- European Wii box art
- Developer: Data Design Interactive
- Publishers: Europe Metro3D Europe (PlayStation 2 and PC) Data Design Interactive (Wii) North America Conspiracy Entertainment
- Platforms: Wii, PlayStation 2, Microsoft Windows
- Release: PlayStation 2, Windows EU: 27 January 2006; Wii EU: 17 September 2007; AU: 27 September 2007; NA: 5 October 2007;
- Genres: Racing, platform
- Modes: Single-player, multiplayer

= Billy the Wizard: Rocket Broomstick Racing =

2006 video game

Billy the Wizard: Rocket Broomstick Racing is a racing and platform game by developer and publisher Data Design Interactive. It was originally released on January 27, 2006 for the PlayStation 2 and Microsoft Windows in European territories, while the Wii version was released in 2007 in North America and Europe.

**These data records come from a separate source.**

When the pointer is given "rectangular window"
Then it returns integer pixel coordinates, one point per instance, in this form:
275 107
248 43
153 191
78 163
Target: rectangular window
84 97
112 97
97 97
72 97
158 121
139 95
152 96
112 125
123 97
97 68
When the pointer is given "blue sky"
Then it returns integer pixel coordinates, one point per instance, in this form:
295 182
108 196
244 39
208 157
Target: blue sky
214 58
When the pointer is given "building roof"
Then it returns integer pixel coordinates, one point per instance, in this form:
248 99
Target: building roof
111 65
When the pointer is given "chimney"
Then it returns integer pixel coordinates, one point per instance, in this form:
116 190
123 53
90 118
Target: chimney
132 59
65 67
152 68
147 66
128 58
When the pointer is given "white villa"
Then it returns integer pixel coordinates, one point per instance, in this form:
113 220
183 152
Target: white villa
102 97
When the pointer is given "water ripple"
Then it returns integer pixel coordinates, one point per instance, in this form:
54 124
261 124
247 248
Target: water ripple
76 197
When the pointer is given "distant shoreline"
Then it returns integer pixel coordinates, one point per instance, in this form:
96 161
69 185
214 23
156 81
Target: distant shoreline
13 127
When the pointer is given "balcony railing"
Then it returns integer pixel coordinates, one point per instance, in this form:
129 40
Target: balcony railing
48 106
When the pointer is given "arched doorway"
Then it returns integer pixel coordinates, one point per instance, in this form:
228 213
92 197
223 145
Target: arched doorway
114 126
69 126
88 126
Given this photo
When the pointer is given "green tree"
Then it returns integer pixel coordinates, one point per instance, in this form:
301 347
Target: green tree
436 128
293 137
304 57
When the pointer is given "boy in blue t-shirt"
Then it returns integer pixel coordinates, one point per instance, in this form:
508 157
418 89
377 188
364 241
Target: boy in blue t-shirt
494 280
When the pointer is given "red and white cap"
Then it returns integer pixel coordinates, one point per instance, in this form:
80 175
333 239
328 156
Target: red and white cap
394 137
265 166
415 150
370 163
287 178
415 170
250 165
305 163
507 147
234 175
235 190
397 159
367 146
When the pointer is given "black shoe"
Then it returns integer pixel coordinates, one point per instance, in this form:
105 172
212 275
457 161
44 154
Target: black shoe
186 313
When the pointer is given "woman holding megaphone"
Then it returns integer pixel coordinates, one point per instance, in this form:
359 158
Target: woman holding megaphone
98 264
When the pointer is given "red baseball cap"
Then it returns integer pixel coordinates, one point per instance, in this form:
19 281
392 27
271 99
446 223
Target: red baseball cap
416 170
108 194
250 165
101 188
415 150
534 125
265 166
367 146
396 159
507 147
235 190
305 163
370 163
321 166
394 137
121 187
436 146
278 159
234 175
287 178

The game was originally announced under the title Barry Hatter: The Sorcerer's Broomstick, but this later changed to Billy the Wizard.

==Gameplay==
In the game, the player races alongside other wizards in the Broomstick Grand Prix. The game involves the player blasting opponents out of the sky with their magical powers, and collecting extra ammunition as they skim tree-tops and plunge under low bridges and archways.

The game has over 40 stages spread across 5 levels, with 8 playable characters from which to choose.

There are a few other non-racing portions. The player can also try to collect books or try to take down a dragon by shooting it with magical powers.

==Reception==
IGN gave the game a 2.0/10, citing its sub-par menus, presentation, controls, and gameplay.